METRANS

09-30 Spatial Mismatch and Transit Choice among Immigrants

Project Number

09-30

Project Summary

Spatial Mismatch and Transit Choice among Immigrants

Project Status

Complete

Year

2009

Topic Area

Urban Mobility

P.I. Name & Address

Director, Graduate Programs in Public Policy; Director of Research, Lusk Center for Real Estate, USC Price School of Public Policy
University of Southern California
650 Childs Way
Ralph and Goldy Lewis Hall (RGL) 214
Los Angeles, CA 90089-0626
United States
gpainter@usc.edu

Project Objective:

While there have been numerous tests of the spatial mismatch hypothesis among racial minorities, only recently has research (Aponte 1996; Pastor and Marcelli 2000; Preston et al 1998; Parks 2004a, 2004b; Painter et al, 2008, Liu, 2008) began to consider tests of the implications of the spatial mismatch hypothesis among immigrants. At present, the results for immigrants are mixed, and show a lot of heterogeneity with respect to country of origin, time in the United States, and status as a first or second generation immigrant. At the same time, the literature on the transit choices of immigrants (Myers, 1996; Blumenberg and Shiki, 2007) is much more sparse than the literature on transit mode choice overall.

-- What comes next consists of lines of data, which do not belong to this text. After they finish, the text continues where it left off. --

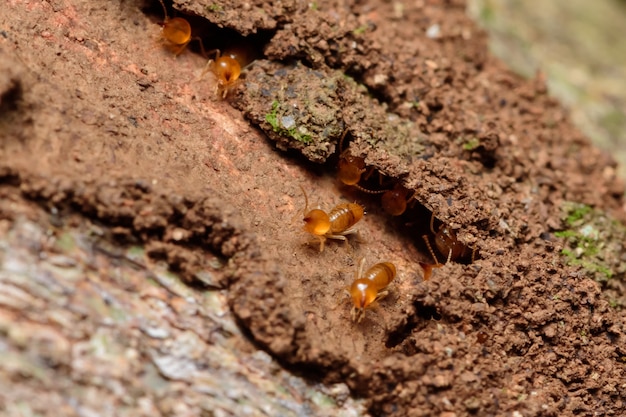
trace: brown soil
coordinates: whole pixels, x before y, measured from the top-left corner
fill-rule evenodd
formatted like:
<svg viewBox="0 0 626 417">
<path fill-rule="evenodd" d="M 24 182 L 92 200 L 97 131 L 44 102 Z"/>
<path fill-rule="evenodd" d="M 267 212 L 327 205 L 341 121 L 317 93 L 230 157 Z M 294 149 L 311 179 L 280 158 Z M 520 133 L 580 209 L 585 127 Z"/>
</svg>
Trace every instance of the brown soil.
<svg viewBox="0 0 626 417">
<path fill-rule="evenodd" d="M 221 101 L 193 44 L 177 58 L 159 44 L 158 4 L 10 1 L 4 198 L 80 213 L 189 284 L 227 288 L 258 347 L 346 382 L 372 415 L 624 414 L 624 312 L 554 234 L 567 201 L 623 220 L 623 184 L 541 76 L 489 56 L 461 1 L 270 3 L 175 2 L 209 49 L 239 41 L 217 25 L 265 43 Z M 399 218 L 337 184 L 346 129 L 368 186 L 415 191 Z M 300 185 L 327 210 L 364 204 L 360 236 L 307 245 Z M 478 256 L 424 281 L 431 212 Z M 215 256 L 226 274 L 206 274 Z M 398 276 L 354 324 L 344 288 L 361 258 Z"/>
</svg>

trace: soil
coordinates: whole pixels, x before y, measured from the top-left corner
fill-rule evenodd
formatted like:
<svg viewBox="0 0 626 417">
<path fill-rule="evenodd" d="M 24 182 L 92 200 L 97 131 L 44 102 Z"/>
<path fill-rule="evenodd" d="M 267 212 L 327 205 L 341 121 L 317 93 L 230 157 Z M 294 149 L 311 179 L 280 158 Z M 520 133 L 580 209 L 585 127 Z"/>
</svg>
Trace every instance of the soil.
<svg viewBox="0 0 626 417">
<path fill-rule="evenodd" d="M 371 415 L 624 414 L 621 226 L 602 223 L 608 281 L 562 254 L 583 226 L 570 202 L 624 221 L 623 182 L 541 74 L 488 54 L 464 2 L 174 3 L 207 50 L 262 45 L 226 100 L 197 43 L 163 46 L 158 3 L 0 12 L 4 199 L 78 214 L 194 291 L 225 290 L 257 348 L 346 383 Z M 340 150 L 365 159 L 368 188 L 414 193 L 409 209 L 339 184 Z M 310 206 L 363 204 L 358 236 L 309 244 L 300 187 Z M 424 280 L 444 225 L 473 255 Z M 353 323 L 361 259 L 398 274 Z"/>
</svg>

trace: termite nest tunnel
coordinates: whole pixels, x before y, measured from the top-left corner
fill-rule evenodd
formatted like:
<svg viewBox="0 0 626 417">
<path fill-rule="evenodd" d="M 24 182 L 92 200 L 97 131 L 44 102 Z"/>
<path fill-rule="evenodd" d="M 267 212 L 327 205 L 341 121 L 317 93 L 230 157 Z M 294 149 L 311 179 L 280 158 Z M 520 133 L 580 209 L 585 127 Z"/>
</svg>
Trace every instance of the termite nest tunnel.
<svg viewBox="0 0 626 417">
<path fill-rule="evenodd" d="M 263 57 L 261 51 L 272 36 L 268 31 L 242 36 L 204 17 L 176 10 L 164 0 L 146 4 L 144 13 L 161 27 L 159 41 L 163 48 L 175 56 L 189 51 L 208 60 L 203 75 L 213 73 L 222 98 L 238 82 L 243 69 Z"/>
<path fill-rule="evenodd" d="M 419 190 L 409 190 L 401 180 L 368 167 L 364 158 L 351 154 L 349 146 L 344 148 L 346 133 L 340 139 L 336 159 L 330 161 L 337 168 L 338 182 L 360 192 L 360 198 L 369 200 L 370 207 L 376 205 L 391 216 L 396 230 L 409 236 L 416 249 L 427 255 L 430 261 L 420 262 L 425 280 L 430 278 L 433 268 L 448 262 L 470 264 L 477 259 L 475 248 L 460 241 L 452 227 L 415 199 Z"/>
</svg>

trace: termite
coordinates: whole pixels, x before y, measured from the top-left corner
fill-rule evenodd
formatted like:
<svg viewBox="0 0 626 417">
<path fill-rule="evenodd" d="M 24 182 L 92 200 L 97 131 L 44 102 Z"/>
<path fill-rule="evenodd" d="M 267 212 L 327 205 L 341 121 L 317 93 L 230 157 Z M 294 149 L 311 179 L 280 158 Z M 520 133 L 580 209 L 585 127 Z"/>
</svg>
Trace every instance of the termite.
<svg viewBox="0 0 626 417">
<path fill-rule="evenodd" d="M 337 178 L 345 185 L 354 186 L 361 191 L 369 190 L 361 189 L 359 182 L 361 175 L 367 171 L 365 168 L 365 160 L 359 156 L 352 156 L 349 150 L 343 150 L 343 141 L 348 133 L 348 129 L 344 130 L 339 139 L 339 162 L 337 163 Z M 374 192 L 375 193 L 375 192 Z"/>
<path fill-rule="evenodd" d="M 435 213 L 432 213 L 432 215 L 430 216 L 430 231 L 435 236 L 434 241 L 435 241 L 435 247 L 437 248 L 437 250 L 442 254 L 445 254 L 446 252 L 448 253 L 448 258 L 446 259 L 445 263 L 467 258 L 469 256 L 471 256 L 472 262 L 474 262 L 476 250 L 470 248 L 469 246 L 461 242 L 459 239 L 457 239 L 456 233 L 447 224 L 442 224 L 441 226 L 439 226 L 437 231 L 435 231 L 434 221 L 435 221 Z M 430 252 L 430 255 L 433 257 L 433 260 L 435 261 L 434 265 L 422 264 L 422 267 L 424 268 L 424 280 L 428 281 L 430 279 L 432 269 L 439 268 L 443 266 L 444 264 L 439 262 L 437 255 L 435 255 L 435 251 L 433 250 L 433 247 L 430 244 L 430 240 L 428 239 L 428 236 L 424 235 L 422 236 L 422 238 L 424 239 L 424 242 L 426 242 L 428 251 Z"/>
<path fill-rule="evenodd" d="M 361 176 L 367 171 L 365 160 L 358 156 L 353 156 L 348 150 L 343 150 L 343 141 L 348 129 L 343 132 L 339 139 L 339 162 L 337 164 L 337 178 L 345 185 L 355 187 L 364 193 L 382 194 L 381 203 L 383 210 L 392 216 L 400 216 L 406 211 L 408 202 L 413 198 L 413 194 L 400 184 L 396 184 L 389 190 L 370 190 L 359 185 Z"/>
<path fill-rule="evenodd" d="M 225 99 L 239 80 L 241 72 L 254 61 L 255 51 L 250 45 L 238 44 L 229 47 L 223 54 L 219 49 L 215 49 L 207 54 L 210 55 L 214 57 L 207 62 L 202 76 L 209 71 L 212 72 L 217 80 L 215 92 Z"/>
<path fill-rule="evenodd" d="M 215 93 L 225 99 L 230 88 L 235 85 L 241 75 L 241 65 L 230 55 L 221 55 L 218 49 L 212 51 L 215 59 L 209 59 L 202 76 L 211 71 L 217 79 Z"/>
<path fill-rule="evenodd" d="M 345 185 L 358 187 L 361 175 L 366 171 L 365 160 L 349 153 L 343 154 L 337 164 L 337 178 Z"/>
<path fill-rule="evenodd" d="M 386 288 L 396 276 L 396 267 L 391 262 L 377 263 L 363 274 L 364 261 L 361 259 L 354 282 L 346 288 L 353 304 L 350 316 L 357 323 L 365 317 L 366 308 L 389 293 Z"/>
<path fill-rule="evenodd" d="M 159 0 L 163 7 L 163 14 L 165 19 L 163 21 L 163 28 L 161 29 L 161 36 L 172 46 L 172 50 L 175 55 L 179 55 L 185 50 L 185 47 L 191 42 L 191 25 L 182 17 L 169 18 L 167 16 L 167 9 L 163 0 Z"/>
<path fill-rule="evenodd" d="M 365 211 L 363 206 L 356 203 L 342 203 L 333 208 L 329 213 L 324 210 L 313 209 L 308 211 L 309 199 L 304 194 L 304 226 L 305 232 L 315 236 L 320 242 L 320 252 L 324 251 L 326 239 L 346 240 L 347 235 L 357 233 L 354 225 L 363 218 Z"/>
<path fill-rule="evenodd" d="M 410 195 L 409 195 L 410 194 Z M 409 201 L 414 197 L 408 189 L 396 184 L 393 189 L 386 190 L 380 198 L 383 210 L 392 216 L 400 216 L 406 211 Z"/>
<path fill-rule="evenodd" d="M 237 61 L 243 71 L 258 57 L 258 51 L 255 49 L 254 43 L 240 40 L 226 47 L 222 56 L 229 56 Z"/>
</svg>

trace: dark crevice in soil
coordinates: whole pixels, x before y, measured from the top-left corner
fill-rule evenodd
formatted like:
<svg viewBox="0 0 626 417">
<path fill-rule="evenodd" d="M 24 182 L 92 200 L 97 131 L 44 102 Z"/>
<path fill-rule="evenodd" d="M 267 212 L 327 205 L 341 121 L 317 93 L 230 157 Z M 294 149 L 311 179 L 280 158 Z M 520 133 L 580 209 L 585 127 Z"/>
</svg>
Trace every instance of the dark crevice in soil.
<svg viewBox="0 0 626 417">
<path fill-rule="evenodd" d="M 3 187 L 19 187 L 22 182 L 20 175 L 10 168 L 0 168 L 0 184 Z"/>
<path fill-rule="evenodd" d="M 389 349 L 395 348 L 396 346 L 401 345 L 411 336 L 411 334 L 418 331 L 418 327 L 424 327 L 424 323 L 431 320 L 440 321 L 441 319 L 442 316 L 439 314 L 436 307 L 427 306 L 419 301 L 416 301 L 413 303 L 413 312 L 406 316 L 404 322 L 387 333 L 385 346 Z M 408 352 L 406 352 L 406 350 L 404 353 L 407 356 L 411 356 Z"/>
<path fill-rule="evenodd" d="M 22 83 L 19 80 L 11 79 L 9 84 L 2 86 L 2 88 L 3 91 L 0 91 L 0 115 L 4 117 L 5 114 L 17 110 L 22 98 Z"/>
</svg>

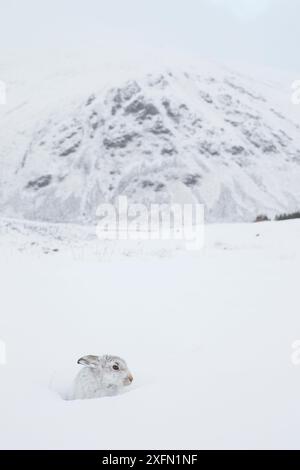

This study proposes to analyze the role of transit mode choice and residential location on the job market outcomes of immigrants. Building upon the work of Ong and Miller (2005), who study the role of transit choice on spatial mismatch among minority groups, and on the work of Painter et al (2008) and Liu (2008), who study the role of spatial mismatch among immigrants, this study will estimate how transit mode choice interacts with spatial mismatch across several metropolitan areas. The proposed study will analyze these interactions in two gateway metropolitan areas (Los Angeles and Chicago) and four emerging immigrant gateways (Washington, DC, Atlanta, Seattle, and Denver) to discover if living in immigrant enclaves across different parts of a metropolitan area (central city, inner ring suburbs, and outer ring suburbs) differentially affect immigrants in areas with more or less established immigrant populations and in places with different transportation infrastructures.

Task Descriptions
There are three primary tasks: data collection, data analysis, and the writing up of the results. While I have already collected the data for Los Angeles, Chicago, and Washington, DC, I will need to download the data from the IPUMS website for Atlanta, Seattle, and Denver. In addition, I need to collect the information on auto insurance premiums in each metropolitan area. Data collection will begin in August 2008 and continue through the Fall Semester. The analysis of the data will be conducted in the Spring Semester 2009, and the write-up of the paper will be completed in the Summer 2009.

Milestones, Dates:
August 15, 2008 – September 14, 2009

Total Budget:
$90,833

Student Involvement:
One graduate student at 25% effort, 12 months

Relationship to Other Research Projects:
Related to 07-17; part of the mobility focus area

Technology Transfer Activities:
Project report will be posted soon

Potential Benefits of the Project:
This study will provide a greater understanding of immigrants transit mode choice and residential location and their effects on job market outcomes for these individuals.